Soal belanja pemain, tim dari Bavaria ini sudah lama dikritik, karena hobi menggembosi tim rival. Selain Borussia Dortmund, RB Leipzig belakangan juga menjadi "langganan" Bayern belanja pemain, dengan nama-nama seperti Dayot Upamecano dan Konrad Laimer menjadi contoh terbaru.
Secara strategi, kebiasaan ini merupakan satu cara simpel dalam menjaga dominasi di liga. Makanya, Bayern bagai tanpa lawan sebanding di liga, khususnya dalam sedekade terakhir.
Tapi, untuk musim 2023-2024, kritik itu sedikit hilang, karena kedatangan Kim Min Jae, Harry Kane dan Eric Dier. Selain itu, Bundesliga Jerman juga kedatangan tim Bayer Leverkusen yang sedang moncer di bawah arahan Xabi Alonso.
Sampai jeda musim dingin, Die Werkself masih menjadi satu-satunya tim yang belum pernah kalah di liga.
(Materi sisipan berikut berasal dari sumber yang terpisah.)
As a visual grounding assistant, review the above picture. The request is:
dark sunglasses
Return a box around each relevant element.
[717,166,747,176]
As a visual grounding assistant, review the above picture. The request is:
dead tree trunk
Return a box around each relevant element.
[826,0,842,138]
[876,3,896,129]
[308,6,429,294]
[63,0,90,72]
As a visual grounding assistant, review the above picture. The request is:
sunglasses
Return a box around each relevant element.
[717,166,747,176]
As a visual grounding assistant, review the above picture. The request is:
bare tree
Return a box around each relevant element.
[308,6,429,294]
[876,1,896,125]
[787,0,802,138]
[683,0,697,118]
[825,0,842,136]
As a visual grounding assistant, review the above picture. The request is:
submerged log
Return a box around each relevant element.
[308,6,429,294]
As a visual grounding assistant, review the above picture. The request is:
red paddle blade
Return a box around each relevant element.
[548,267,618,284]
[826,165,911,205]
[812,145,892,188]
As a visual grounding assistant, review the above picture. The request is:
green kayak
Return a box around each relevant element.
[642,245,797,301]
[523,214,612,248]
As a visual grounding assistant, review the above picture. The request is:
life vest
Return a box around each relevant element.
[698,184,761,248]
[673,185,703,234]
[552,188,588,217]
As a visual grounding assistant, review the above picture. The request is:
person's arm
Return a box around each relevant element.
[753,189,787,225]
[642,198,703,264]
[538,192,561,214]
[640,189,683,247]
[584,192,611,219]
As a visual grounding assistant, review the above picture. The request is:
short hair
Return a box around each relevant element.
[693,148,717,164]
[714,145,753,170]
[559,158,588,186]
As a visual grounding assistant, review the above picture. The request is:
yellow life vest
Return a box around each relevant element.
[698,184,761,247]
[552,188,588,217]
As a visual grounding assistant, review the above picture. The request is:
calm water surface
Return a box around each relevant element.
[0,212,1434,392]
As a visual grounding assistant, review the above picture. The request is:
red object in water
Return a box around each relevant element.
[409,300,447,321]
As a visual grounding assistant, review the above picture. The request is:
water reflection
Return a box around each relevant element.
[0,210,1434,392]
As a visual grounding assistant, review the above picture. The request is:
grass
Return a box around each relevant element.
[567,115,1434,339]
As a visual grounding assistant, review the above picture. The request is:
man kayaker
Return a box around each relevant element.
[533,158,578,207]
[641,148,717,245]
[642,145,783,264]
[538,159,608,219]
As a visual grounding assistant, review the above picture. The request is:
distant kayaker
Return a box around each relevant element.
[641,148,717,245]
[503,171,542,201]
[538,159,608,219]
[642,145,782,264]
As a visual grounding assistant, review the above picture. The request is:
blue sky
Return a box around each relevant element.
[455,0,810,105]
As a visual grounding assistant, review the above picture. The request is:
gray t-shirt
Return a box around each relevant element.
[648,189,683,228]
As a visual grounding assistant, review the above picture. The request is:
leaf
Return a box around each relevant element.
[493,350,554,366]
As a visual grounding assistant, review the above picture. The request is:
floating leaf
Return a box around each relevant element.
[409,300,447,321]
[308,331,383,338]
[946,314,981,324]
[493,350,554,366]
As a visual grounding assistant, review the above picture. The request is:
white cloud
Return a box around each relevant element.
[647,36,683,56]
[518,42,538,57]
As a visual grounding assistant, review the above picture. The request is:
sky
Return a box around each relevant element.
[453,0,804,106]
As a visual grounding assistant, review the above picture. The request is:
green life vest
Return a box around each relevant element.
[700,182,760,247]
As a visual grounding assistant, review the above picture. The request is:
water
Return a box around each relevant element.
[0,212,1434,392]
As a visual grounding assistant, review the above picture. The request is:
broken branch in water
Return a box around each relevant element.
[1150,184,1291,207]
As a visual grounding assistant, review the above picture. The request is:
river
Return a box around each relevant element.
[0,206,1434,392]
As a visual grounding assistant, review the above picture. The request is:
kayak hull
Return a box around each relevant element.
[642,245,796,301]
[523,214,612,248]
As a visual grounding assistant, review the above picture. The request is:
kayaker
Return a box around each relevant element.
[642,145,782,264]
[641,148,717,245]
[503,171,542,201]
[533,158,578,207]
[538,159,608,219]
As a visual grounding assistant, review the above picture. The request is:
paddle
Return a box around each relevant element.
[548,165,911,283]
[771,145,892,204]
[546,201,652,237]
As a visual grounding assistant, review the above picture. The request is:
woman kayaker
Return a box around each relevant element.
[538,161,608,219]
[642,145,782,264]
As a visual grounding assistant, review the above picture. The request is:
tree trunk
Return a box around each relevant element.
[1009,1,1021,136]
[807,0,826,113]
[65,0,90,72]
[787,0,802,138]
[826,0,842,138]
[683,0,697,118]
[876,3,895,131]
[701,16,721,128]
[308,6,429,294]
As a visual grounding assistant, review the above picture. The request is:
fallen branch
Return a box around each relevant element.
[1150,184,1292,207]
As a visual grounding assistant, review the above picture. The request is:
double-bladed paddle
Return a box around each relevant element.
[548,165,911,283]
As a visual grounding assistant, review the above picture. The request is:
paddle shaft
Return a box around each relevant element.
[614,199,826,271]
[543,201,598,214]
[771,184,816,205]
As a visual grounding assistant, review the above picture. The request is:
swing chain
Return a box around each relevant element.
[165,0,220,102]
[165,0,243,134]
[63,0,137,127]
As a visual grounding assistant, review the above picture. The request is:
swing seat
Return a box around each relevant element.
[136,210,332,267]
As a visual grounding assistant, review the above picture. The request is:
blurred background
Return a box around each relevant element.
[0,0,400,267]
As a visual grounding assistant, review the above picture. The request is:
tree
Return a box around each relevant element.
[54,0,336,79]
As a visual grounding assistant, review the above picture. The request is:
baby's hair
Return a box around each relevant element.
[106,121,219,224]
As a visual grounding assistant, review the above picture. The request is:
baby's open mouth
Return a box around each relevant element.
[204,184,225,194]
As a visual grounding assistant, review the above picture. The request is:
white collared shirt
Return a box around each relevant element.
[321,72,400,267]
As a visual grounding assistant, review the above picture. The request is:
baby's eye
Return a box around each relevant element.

Tapi, catatan belum pernah juara liga dan julukan "Neverkusen" di masa lalu masih menjadi satu tantangan psikologis terbesar buat Florian Wirtz dkk.
Situasinya berbeda dengan Bayern, yang secara tim lebih berpengalaman, dan sangat fokus pada target. Mereka punya standar yang jelas dan relatif tak berubah. Kalaupun ditinggal pemain bintang, selalu ada pengganti sepadan, seperti pada kasus Harry Kane, yang datang sebagai pengganti ideal Robert Lewandowski.Â
Ini sangat berbeda dengan kebanyakan tim Bundesliga Jerman, yang belakangan terlalu asyik menjual mahal pemain bintang, tapi terjebak dalam siklus "membangun tim tanpa henti".
Akibatnya, disaat tim lain masih konsisten dengan inkonsistensi mereka, Bayern Munich mampu meraih titel liga, sampai membuat kompetisi Bundesliga Jerman terasa membosankan. Saking dominannya, sampai muncul anekdot "Semua akan Bayern pada waktunya" di Bundesliga Jerman.
Untungnya, di balik sisi membosankan itu, Thomas Muller dkk masih konsisten menjadi wakil Jerman di Eropa, dan ikut andil menjaga koefisien liga tetap berada di peringkat empat besar terbaik di koefisien UEFA.
Di sisi lain, pragmatisme tim asuhan Thomas Tuchel ini juga menghadirkan sebuah rasionalitas, karena dibalik keputusan menggelontorkan dana transfer 150 juta euro, yang sebagian besar digunakan untuk membeli Harry Kane dan Kim Min Jae, ada pemasukan sebesar 173 juta euro, hasil penjualan pemain seperti Sadio Mane (ke Al Nassr), Lucas Hernandez (PSG), Benjamin Pavard (Inter Milan) dan Ryan Gravenberch (Liverpool).
Tentu saja, ini merupakan satu wujud efisiensi khas Jerman yang relatif jarang meleset, dan menjadi cara ideal untuk menjaga keuangan klub tetap sehat. Tapi, disinilah kita bisa menemukan, kenapa Bayern Munich masih bisa kompetitif dan relatif sehat secara finansial, di tengah tingginya standar harga transfer pemain kekinian.
Mereka paham dengan apa yang ingin dicapai dan bagaimana cara mencapainya secara efektif. Sebuah faktor mendasar yang mampu membangun dominasi, dan masih akan terus berlanjut, selama tim lain di Bundesliga Jerman masih belum punya kesadaran serupa.